# For Sale 2008 Outback 25Rss



## dunn4 (Feb 16, 2008)

We are truly blessed with great, healthy, and passionate kids (14 and 12). Our second child has begun select sports and with great regret we need to sale the Outback to finance baseball and volleyball adventures. One day we will be back in a camper and back to Outbackers.com! Well, I will probably still lurk around with envy once in a while...

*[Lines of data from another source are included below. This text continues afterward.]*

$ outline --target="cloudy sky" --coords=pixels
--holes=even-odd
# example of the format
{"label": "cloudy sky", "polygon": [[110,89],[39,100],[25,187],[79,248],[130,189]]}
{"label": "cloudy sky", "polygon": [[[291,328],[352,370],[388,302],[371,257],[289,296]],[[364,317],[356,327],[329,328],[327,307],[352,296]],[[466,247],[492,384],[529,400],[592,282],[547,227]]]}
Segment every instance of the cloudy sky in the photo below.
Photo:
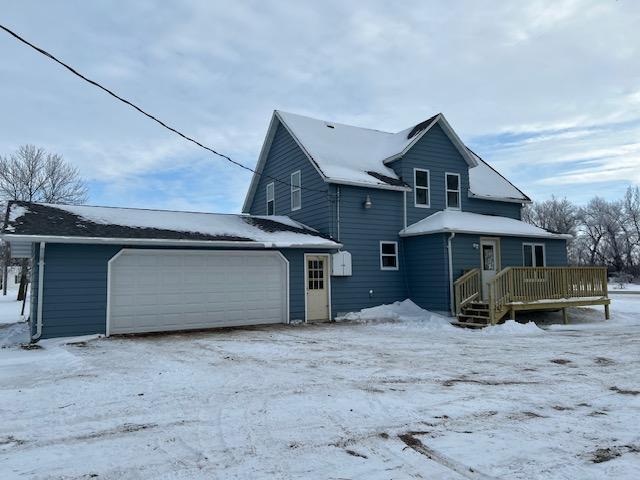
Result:
{"label": "cloudy sky", "polygon": [[[274,109],[397,131],[443,112],[535,199],[640,184],[640,2],[0,0],[0,23],[254,165]],[[0,32],[0,154],[90,203],[239,211],[249,174]]]}

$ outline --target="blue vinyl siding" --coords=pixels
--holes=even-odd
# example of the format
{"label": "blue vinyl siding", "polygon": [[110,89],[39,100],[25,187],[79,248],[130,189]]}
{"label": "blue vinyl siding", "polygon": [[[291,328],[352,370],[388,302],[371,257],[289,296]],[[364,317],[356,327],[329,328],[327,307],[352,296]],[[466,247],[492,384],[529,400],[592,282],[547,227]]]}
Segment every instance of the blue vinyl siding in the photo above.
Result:
{"label": "blue vinyl siding", "polygon": [[[453,240],[453,278],[463,274],[465,270],[480,267],[480,249],[473,244],[480,244],[480,235],[458,234]],[[487,237],[493,237],[487,235]],[[543,243],[545,245],[546,262],[549,267],[567,265],[566,241],[562,239],[499,237],[501,267],[522,266],[522,244]]]}
{"label": "blue vinyl siding", "polygon": [[414,168],[429,170],[430,208],[415,206],[414,192],[407,193],[409,225],[446,208],[445,174],[460,175],[460,204],[465,212],[500,215],[520,219],[519,203],[469,198],[468,165],[440,125],[434,125],[409,151],[391,164],[397,175],[414,187]]}
{"label": "blue vinyl siding", "polygon": [[447,235],[439,233],[403,239],[409,297],[433,312],[449,311]]}
{"label": "blue vinyl siding", "polygon": [[[122,248],[125,247],[47,244],[42,338],[105,333],[107,266],[109,260]],[[291,321],[303,321],[304,254],[323,253],[327,250],[282,249],[280,252],[289,261],[289,318]],[[36,294],[32,297],[31,308],[31,325],[34,332],[38,289],[37,250],[35,253],[36,268],[32,291]]]}
{"label": "blue vinyl siding", "polygon": [[[336,192],[336,186],[332,186]],[[340,238],[343,250],[351,253],[353,275],[333,277],[332,303],[334,316],[382,303],[407,298],[402,242],[402,193],[341,185]],[[337,192],[336,192],[337,194]],[[372,203],[364,208],[366,196]],[[336,206],[332,217],[337,222]],[[337,230],[337,226],[335,227]],[[398,270],[380,269],[380,241],[398,242]],[[369,291],[373,290],[370,295]]]}
{"label": "blue vinyl siding", "polygon": [[[292,212],[289,184],[291,174],[297,170],[300,170],[302,183],[302,208]],[[324,234],[332,233],[329,218],[329,184],[322,179],[282,124],[279,124],[276,129],[262,173],[248,213],[267,214],[266,188],[274,181],[273,178],[277,178],[285,184],[274,182],[275,214],[287,215]]]}

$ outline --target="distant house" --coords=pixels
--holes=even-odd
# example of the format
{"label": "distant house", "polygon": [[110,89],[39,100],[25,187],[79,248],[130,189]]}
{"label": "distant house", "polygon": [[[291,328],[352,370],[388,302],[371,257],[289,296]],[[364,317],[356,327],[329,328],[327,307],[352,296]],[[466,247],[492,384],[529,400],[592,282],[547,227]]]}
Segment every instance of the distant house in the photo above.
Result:
{"label": "distant house", "polygon": [[[276,111],[242,215],[12,202],[33,245],[34,337],[327,321],[406,298],[480,326],[603,304],[566,235],[444,115],[398,133]],[[44,262],[41,262],[44,260]]]}

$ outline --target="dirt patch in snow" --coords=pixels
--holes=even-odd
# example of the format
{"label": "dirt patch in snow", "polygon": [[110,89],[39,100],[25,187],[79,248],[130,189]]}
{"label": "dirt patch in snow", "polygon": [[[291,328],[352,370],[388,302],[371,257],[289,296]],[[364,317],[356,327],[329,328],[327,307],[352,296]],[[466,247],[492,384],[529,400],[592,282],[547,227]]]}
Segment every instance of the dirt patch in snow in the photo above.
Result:
{"label": "dirt patch in snow", "polygon": [[610,358],[607,357],[596,357],[593,359],[593,362],[596,365],[602,365],[604,367],[608,367],[610,365],[615,365],[616,362],[614,362],[613,360],[611,360]]}
{"label": "dirt patch in snow", "polygon": [[538,382],[525,382],[520,380],[476,380],[472,378],[452,378],[442,382],[443,387],[453,387],[456,383],[475,383],[478,385],[536,385]]}
{"label": "dirt patch in snow", "polygon": [[567,360],[566,358],[554,358],[549,360],[551,363],[555,363],[557,365],[567,365],[569,363],[573,363],[571,360]]}
{"label": "dirt patch in snow", "polygon": [[616,392],[619,393],[620,395],[640,395],[640,390],[627,390],[624,388],[618,388],[618,387],[611,387],[609,390],[611,390],[612,392]]}
{"label": "dirt patch in snow", "polygon": [[349,448],[347,448],[345,450],[345,452],[347,452],[352,457],[359,457],[359,458],[364,458],[364,459],[368,459],[369,458],[364,453],[359,453],[359,452],[356,452],[355,450],[351,450]]}
{"label": "dirt patch in snow", "polygon": [[616,445],[613,447],[598,448],[589,454],[592,463],[604,463],[614,458],[621,457],[625,453],[640,453],[638,445]]}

Here are the details on the *2008 Outback 25rss for sale in Austin, Texas*:

2008 Outback 25rss, asking *$19,800 NEW PRICE*
25'10" X 8', weight 5370, hitch 370, Fawn interior colors. 
Excellent condition with many extras, Equalizer hitch, 50 gal. fresh water, 40 gal. waste water 40 gal. gray water, 60 lb. LPG tanks, two batteries 
sleeps 7-8 with queen rear slide, power side slideout w/sofa, two oversized bunks (34"X74") 
step-tub/shower bath, refrigerator, stove, microwave, oven, outdoor fold-down kitchen 
13,500 BTU central/ducted A/C, 30,000-35,000 furnace, 6 gal. water heater that operates on gas/electric w/DSI start, slide out pantry shelves 
AM/FM/CD stereo with indoor/outdoor speakers, TV antenna booster, Atwood power hitch jack stabilzer jacks, 19' awning, diamond shield, LPG gas/smoke detector, power roof vent in bath, skylight in bath, spare tire w/carrier, fold up lower bunk to load bikes into camper, two entry doors and oversized hatch door to access storage area by foldup bunk.

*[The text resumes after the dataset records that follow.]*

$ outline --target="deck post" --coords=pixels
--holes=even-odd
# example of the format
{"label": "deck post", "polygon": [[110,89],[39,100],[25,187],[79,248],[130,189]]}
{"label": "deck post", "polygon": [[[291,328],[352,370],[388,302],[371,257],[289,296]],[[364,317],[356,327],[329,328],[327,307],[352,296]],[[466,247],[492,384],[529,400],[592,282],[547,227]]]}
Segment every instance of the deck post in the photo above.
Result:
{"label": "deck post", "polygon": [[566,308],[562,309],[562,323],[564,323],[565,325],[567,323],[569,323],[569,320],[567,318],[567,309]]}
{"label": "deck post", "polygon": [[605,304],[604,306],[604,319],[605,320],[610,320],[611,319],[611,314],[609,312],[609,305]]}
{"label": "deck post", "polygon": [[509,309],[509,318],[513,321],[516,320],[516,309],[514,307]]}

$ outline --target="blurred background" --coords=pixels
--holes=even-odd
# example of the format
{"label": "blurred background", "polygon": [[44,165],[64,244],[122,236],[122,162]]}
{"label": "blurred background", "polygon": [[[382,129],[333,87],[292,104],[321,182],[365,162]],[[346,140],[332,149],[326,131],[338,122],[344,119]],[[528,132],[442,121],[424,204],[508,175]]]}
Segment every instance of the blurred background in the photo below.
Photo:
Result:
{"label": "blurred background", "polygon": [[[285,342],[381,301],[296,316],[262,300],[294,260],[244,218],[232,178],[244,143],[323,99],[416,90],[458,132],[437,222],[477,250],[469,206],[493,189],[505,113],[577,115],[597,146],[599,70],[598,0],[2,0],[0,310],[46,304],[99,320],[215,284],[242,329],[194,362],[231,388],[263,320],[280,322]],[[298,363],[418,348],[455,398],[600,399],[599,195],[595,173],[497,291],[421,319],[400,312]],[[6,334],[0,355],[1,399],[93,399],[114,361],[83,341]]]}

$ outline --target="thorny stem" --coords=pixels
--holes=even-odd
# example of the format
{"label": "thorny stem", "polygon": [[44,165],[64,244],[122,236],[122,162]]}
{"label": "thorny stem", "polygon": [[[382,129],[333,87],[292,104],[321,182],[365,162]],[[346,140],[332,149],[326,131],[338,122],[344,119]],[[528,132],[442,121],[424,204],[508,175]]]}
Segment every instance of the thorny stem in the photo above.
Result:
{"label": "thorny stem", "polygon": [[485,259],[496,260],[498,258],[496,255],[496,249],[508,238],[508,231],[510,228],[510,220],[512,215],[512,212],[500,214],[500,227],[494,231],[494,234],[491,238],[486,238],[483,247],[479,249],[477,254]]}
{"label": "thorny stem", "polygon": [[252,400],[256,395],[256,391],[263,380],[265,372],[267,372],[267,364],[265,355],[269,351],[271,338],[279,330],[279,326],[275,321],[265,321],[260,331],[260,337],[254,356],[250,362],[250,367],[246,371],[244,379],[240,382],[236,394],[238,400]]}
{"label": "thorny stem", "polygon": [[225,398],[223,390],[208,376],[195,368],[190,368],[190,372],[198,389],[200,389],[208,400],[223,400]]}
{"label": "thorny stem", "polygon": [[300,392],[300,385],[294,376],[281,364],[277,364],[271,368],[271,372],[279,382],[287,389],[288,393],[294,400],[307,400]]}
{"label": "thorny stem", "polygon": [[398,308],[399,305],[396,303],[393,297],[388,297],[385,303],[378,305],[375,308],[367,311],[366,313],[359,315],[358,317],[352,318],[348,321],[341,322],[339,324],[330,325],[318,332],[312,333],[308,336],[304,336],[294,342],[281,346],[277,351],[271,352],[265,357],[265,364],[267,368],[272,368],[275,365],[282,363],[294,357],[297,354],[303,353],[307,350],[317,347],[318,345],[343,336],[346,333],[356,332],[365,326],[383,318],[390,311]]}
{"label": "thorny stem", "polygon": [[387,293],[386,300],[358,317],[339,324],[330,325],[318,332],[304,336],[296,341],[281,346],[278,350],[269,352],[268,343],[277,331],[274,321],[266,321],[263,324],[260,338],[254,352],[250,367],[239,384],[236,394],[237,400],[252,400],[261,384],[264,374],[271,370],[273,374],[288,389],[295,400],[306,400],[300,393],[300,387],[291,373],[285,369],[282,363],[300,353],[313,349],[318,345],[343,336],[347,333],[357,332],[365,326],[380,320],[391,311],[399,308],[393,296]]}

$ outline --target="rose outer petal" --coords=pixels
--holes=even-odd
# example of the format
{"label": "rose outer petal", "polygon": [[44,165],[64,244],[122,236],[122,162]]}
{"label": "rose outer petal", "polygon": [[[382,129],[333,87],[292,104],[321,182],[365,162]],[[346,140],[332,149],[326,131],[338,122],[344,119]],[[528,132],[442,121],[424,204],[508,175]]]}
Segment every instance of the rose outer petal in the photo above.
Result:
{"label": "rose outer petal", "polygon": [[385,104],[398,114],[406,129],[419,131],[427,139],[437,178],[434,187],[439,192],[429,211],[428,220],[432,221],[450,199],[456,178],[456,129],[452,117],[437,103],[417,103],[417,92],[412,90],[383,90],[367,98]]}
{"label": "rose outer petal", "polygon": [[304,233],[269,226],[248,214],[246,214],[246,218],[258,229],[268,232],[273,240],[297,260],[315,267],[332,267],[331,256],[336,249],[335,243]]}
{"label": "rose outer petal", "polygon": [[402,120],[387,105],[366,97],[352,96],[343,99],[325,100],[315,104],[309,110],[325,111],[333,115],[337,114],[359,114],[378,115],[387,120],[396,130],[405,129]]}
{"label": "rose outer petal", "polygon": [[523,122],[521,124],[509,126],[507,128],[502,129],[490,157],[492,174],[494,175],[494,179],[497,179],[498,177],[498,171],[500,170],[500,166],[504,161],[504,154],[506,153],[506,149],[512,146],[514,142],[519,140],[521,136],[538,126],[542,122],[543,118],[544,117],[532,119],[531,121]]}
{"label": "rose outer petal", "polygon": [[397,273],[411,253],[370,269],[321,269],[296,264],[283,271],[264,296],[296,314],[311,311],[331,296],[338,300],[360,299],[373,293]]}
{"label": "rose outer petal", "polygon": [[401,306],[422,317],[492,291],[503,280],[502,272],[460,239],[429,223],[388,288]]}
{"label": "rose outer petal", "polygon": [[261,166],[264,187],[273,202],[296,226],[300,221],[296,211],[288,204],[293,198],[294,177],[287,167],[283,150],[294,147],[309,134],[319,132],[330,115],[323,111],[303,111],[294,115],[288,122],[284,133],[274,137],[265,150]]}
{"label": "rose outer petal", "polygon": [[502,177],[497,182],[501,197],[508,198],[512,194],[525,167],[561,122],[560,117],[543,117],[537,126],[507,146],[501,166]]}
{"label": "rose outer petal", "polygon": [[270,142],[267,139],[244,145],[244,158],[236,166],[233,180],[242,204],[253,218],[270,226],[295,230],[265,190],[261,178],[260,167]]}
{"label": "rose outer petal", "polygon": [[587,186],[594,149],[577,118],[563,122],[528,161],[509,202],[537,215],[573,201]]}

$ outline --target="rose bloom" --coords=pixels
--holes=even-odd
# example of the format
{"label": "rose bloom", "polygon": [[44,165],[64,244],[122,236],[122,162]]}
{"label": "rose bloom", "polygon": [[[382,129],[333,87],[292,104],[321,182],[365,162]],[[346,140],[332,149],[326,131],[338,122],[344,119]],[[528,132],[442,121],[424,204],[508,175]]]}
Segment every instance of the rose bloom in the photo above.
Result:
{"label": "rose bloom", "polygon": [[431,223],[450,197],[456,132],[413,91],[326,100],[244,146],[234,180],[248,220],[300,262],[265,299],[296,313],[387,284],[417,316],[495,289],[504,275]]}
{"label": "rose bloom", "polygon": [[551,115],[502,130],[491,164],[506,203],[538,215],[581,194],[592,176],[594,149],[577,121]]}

Also includes extras to get you going: sewer hoses w/connectors and Slinky support, water hose, wheel chocks, trash can for kitchen, outdoor mat/rug, awning clips, modifications include Maxxair vent covers, QuickieFlush blackwater tank cleaning system, upgraded floor vents, added shelving, screen covers on water heater and furnace exhaust vents, and interior floor mats at doors and kitchen runner.

Non-smoker, limited use, well cared for and covered storage since purchase. NADA list$25,840 avg. retail/$21,405 low retail. With all the extras, this is bargain priced and ready to move out. Just add linens and cooking gear and you are ready to roll.


----------



## dunn4 (Feb 16, 2008)

_*New Price $19,800*_


----------



## dunn4 (Feb 16, 2008)

dunn4 said:


> _*New Price $19,800*_


Contact through [email protected] or 512-517-5398


----------



## dunn4 (Feb 16, 2008)

Camper is still available and at a great price for a camper that is showroom condition. Lots of extras, check out previous post above.

Pick it up in time for the Texas Outbacker Rally in Fredericksburg, Texas, October 16-18.

Callers are standing by...512-517-5398 Austin, Texas or e-mail at [email protected]


----------



## dunn4 (Feb 16, 2008)

chirp, chirp, chirp, chirp, chirp......

Real quiet - reminds me of camping


----------



## dunn4 (Feb 16, 2008)

Camper is still available in Austin, Texas. A couple of not-so-serious buyers have looked, but no offers.

Reasonable offers will be considered. Thanks, Dunn4


----------



## dunn4 (Feb 16, 2008)

New price, again *$18,900*.

Hoping to get some interest.

I am the only one replying to my post and can't even get a "good luck with sale" reply.


----------



## Rocky25 (May 26, 2009)

I feel your pain, my 2005 25RSS is for sale also, but it's a little harder sale for me heading into winter!

Good Luck!


----------



## JerseyGirl86 (Mar 30, 2009)

Much good luck to both of you!! I know people are still buying. And if you know anyone interested, I know someone with an awesome 28BHS for sale!


----------



## dunn4 (Feb 16, 2008)

Wow, thanks. I am feeling the love









Good luck to y'all too!


----------